Irgendwie hat es sich ergeben, daß die anfänglich zufällige Verteilung der Geschäfte beibehalten wurde. Dies bedeutet, daß ich immer in den Discounter gehe, die Tochter hingegen jedesmal in den Biomarkt. Da wir ja aber sonst praktisch keine sozialen Kontakte außerhalb der Wohnung mehr haben, lebt sie also in einer Bioladen-Welt und ich in einem Discounter-Universum.

Manchmal habe ich das Gefühl, sie hält sich dadurch mittlerweile insgeheim für etwas Besseres. Dies wird noch verstärkt, da im Bio-Markt vor allem Obst und Gemüse eingekauft werden. Die ganzen Quarantäne-Süßigkeiten hingegen vornehmlich von mir beim Discounter eingesackt.

Sie steht für gesunde Vitamine. Ich bin der Kalorienbomber. Das schlägt sich längst auch aufs Erscheinungsbild nieder. Während sie auch in der Krise auf ihr Äußeres achtet, habe ich irgendwann aufgehört, mich zum Einkaufen umzuziehen. Eigentlich habe ich sogar ganz aufgehört, mich umzuziehen. Stattdessen werde ich jetzt oft auch für die Süßigkeiten, die andere essen, verantwortlich gemacht. Da ich sie ja in die Wohnung gebracht habe. Ich bin der schlechte Einfluss. Der gefallene Freund. The „failed mate“…

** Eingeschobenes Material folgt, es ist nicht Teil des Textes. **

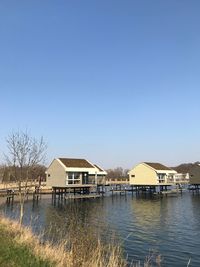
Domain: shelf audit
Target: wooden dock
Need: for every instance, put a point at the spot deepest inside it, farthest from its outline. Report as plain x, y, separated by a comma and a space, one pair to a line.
82, 196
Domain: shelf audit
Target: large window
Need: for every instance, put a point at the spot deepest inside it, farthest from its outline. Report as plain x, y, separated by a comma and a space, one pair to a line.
161, 177
74, 177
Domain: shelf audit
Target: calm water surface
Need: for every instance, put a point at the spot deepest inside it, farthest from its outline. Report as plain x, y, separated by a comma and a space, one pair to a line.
169, 226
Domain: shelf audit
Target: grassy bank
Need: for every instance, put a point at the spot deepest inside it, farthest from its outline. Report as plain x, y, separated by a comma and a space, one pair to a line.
20, 247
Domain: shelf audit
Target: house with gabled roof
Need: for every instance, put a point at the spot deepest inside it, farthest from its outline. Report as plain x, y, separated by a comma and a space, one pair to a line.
66, 172
194, 174
151, 174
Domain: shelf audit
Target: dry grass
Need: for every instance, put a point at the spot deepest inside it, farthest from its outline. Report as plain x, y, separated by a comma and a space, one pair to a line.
77, 251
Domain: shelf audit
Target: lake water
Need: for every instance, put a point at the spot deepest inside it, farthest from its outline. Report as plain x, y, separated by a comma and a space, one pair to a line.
169, 226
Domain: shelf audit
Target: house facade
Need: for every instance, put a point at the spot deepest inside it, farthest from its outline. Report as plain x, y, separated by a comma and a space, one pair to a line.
151, 174
66, 172
194, 174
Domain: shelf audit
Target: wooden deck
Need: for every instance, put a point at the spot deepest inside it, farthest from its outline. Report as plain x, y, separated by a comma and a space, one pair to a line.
84, 196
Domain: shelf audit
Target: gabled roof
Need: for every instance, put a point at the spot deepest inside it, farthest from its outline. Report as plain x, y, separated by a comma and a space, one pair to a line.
101, 170
158, 166
76, 163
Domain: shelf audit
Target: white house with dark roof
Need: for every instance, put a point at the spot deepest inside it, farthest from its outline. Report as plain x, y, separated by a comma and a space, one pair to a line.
151, 174
65, 172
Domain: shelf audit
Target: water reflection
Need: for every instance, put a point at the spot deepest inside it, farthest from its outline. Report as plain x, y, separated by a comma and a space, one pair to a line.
170, 225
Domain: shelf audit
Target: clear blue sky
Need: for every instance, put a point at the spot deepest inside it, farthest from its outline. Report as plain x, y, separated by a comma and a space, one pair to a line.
116, 82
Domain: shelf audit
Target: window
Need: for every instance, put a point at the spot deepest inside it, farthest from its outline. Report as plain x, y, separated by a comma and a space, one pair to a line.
73, 177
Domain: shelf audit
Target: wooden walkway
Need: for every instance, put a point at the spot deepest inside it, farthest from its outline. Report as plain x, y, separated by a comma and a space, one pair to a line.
82, 196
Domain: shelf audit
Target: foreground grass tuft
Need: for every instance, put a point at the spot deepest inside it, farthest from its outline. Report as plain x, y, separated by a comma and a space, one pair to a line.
19, 247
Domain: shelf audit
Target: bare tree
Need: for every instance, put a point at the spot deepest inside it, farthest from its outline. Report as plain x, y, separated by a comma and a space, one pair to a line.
24, 154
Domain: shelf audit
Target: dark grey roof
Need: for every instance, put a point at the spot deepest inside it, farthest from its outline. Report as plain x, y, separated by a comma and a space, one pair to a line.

Nachdem ich der Familie von meinem Leid, also meinem gefühlten sozialen Absturz berichtet hatte, durfte ich gestern für die Ostereinkäufe in den Bioladen. Das war toll.

Ich habe mich trotzdem nicht umgezogen und dann da vor allem Süßigkeiten gekauft. Hat niemanden gestört. Die Tochter hingegen war im Discounter und hat dort das Biogemüse und -obst erstanden. Geht doch.